Objective: Extracting more reliable features from intricate biological tissue and augmenting discrimination accuracy of the prostate cancer.
Methods: Supervised contrastive learning is introduced to explore its performance in photoacoustic spectral feature extraction. Three distinct models, namely the CNN-based model, the supervised contrastive (SC) model, and the supervised contrastive loss adjust (SCL-adjust) model, have been compared, along with traditional feature extraction and machine learning-based methods.
Results: The outcomes have indicated that the SCL-adjust model exhibits the optimal performance, its accuracy rate has increased by more than 10% compared with the traditional method. Besides, the features extracted from this model are more resilient, regardless of the presence of uniform or Gaussian noise and model transfer. Compared with CNN model, the transfer performance of the proposed model has improved by approximately 5%.
Conclusions: Supervised contrast learning is integrated into photoacoustic spectrum analysis and its effectiveness is verified. A comprehensive analysis is conducted on the performance improvement of the proposed SCL-adjust model in photoacoustic prostate cancer diagnosis, its resistance to noise, and its adaptability to the data heterogeneity of different systems.
1 Introduction
According to the 2023 cancer statistics, PCa alone accounts for 29% of all incident cases, signifying that it has the highest number of diagnoses and incurs the largest number of deaths among men (1). In spite of the existence of numerous diagnostic modalities such as tissue biopsy, digital rectal examination (DRE), prostate-specific antigen (PSA) detection, transrectal ultrasound imaging (TRUS), and magnetic resonance imaging (MRI), the rates of false positives and false negatives remain relatively high (Table 1) (2–4). To meet the escalating demand for diagnostic techniques that are more accurate and less invasive, recent years have witnessed remarkable progress in novel detecting methods.

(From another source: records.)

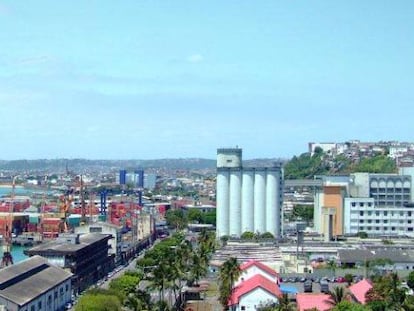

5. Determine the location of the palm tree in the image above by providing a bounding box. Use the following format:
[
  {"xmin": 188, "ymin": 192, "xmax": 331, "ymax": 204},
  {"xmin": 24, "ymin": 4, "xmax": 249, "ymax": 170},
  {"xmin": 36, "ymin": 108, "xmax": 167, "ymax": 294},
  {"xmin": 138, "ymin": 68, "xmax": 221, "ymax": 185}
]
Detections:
[
  {"xmin": 275, "ymin": 293, "xmax": 296, "ymax": 311},
  {"xmin": 328, "ymin": 286, "xmax": 348, "ymax": 306},
  {"xmin": 219, "ymin": 257, "xmax": 242, "ymax": 310},
  {"xmin": 326, "ymin": 259, "xmax": 338, "ymax": 276}
]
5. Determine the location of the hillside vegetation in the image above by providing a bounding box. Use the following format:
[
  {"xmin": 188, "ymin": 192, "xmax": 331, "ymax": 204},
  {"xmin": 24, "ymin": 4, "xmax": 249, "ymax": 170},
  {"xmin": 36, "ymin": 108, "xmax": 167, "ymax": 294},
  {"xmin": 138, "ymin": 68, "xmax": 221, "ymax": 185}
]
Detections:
[{"xmin": 284, "ymin": 151, "xmax": 397, "ymax": 179}]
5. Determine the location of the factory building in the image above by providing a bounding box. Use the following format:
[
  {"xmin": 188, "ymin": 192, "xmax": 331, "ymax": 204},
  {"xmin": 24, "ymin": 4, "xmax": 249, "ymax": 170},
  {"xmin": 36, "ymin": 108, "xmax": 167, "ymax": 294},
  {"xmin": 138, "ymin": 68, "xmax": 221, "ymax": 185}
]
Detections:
[{"xmin": 216, "ymin": 148, "xmax": 283, "ymax": 238}]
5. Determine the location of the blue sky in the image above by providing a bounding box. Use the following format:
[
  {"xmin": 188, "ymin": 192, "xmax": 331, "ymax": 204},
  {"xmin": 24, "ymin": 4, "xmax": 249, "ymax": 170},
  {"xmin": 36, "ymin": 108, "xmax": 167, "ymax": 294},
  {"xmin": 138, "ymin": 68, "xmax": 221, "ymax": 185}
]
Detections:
[{"xmin": 0, "ymin": 0, "xmax": 414, "ymax": 159}]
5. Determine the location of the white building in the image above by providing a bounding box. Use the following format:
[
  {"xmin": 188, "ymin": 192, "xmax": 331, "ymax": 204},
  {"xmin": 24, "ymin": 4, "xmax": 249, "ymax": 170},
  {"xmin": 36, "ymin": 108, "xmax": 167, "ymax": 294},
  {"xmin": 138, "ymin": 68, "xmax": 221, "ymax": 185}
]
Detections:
[
  {"xmin": 216, "ymin": 148, "xmax": 283, "ymax": 237},
  {"xmin": 344, "ymin": 173, "xmax": 414, "ymax": 236},
  {"xmin": 0, "ymin": 256, "xmax": 72, "ymax": 311}
]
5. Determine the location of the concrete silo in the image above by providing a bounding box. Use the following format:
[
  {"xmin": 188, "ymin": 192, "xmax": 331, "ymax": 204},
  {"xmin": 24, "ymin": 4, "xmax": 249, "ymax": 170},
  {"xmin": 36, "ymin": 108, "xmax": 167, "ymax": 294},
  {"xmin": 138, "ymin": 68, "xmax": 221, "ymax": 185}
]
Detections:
[
  {"xmin": 254, "ymin": 168, "xmax": 266, "ymax": 233},
  {"xmin": 241, "ymin": 168, "xmax": 254, "ymax": 233}
]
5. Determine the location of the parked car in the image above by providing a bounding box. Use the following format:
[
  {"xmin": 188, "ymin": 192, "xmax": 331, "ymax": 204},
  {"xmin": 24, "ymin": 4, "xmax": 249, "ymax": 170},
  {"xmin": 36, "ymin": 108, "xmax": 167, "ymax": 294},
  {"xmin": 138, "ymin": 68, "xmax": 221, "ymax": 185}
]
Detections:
[
  {"xmin": 321, "ymin": 280, "xmax": 329, "ymax": 294},
  {"xmin": 303, "ymin": 280, "xmax": 312, "ymax": 293}
]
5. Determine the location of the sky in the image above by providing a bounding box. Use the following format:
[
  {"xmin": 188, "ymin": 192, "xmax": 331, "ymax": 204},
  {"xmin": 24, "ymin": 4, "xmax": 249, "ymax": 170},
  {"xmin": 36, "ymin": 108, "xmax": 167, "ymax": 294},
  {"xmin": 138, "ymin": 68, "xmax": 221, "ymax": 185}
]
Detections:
[{"xmin": 0, "ymin": 0, "xmax": 414, "ymax": 160}]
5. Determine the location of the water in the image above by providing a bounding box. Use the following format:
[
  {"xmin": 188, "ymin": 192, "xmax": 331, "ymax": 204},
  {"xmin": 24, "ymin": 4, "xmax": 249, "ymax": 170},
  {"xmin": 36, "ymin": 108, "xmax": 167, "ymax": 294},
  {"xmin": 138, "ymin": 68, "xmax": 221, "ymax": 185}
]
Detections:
[{"xmin": 0, "ymin": 245, "xmax": 30, "ymax": 263}]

Table 1. Overview of various diagnostic modalities for PCa (4).
Photoacoustics combines the capacity of light absorption spectroscopy to distinctly identify biomolecules with the proficiency of ultrasound detection to withstand scattering by biological tissues. Its applications within the realm of biomedicine have been comprehensively investigated and substantiated (5, 6), as well as in the context of prostate cancer (7–9). Nevertheless, the majority of current experiments are founded on imaging intensity, which hinges on the absorption of tissues at particular optical wavelengths, thereby constricting the volume of acquired information (10–13). Additionally, imaging intensity is highly susceptible to individual variances, rendering the attainment of a more accurate quantitative assessment arduous.
Studies have demonstrated that multi-wavelength photoacoustic spectroscopy facilitates the enhanced detection of alterations in tissue chemical constituents and the progression of heterogeneity (14–17). Our prior research also established that multi-wavelength photoacoustic spectroscopy is efficacious in identifying the prostate, whether in punctured tissue strips or intact ex vivo tissues (18, 19). However, the high dimensionality of multi-wavelength photoacoustic spectroscopy poses a challenge in feature extraction. Fortunately, the swift advancement of deep learning has opened up novel prospects for this method. Although the majority of artificial intelligence (AI)-assisted endeavors primarily concentrate on the optimization of photoacoustic imaging (11, 20), in recent years, it has been progressively applied to photoacoustic spectrum analysis, especially for feature extraction and classification as summarized in Table 2 (14, 18, 21–27). It is evident that machine learning, inclusive of deep learning, is still in a rather nascent stage in photoacoustic spectrum analysis. The majority of work still depends on hand-crafted features and traditional machine learning. One of the principal factors could be the paucity of data sets, which restricts the utilization of more intricate and advanced deep learning models.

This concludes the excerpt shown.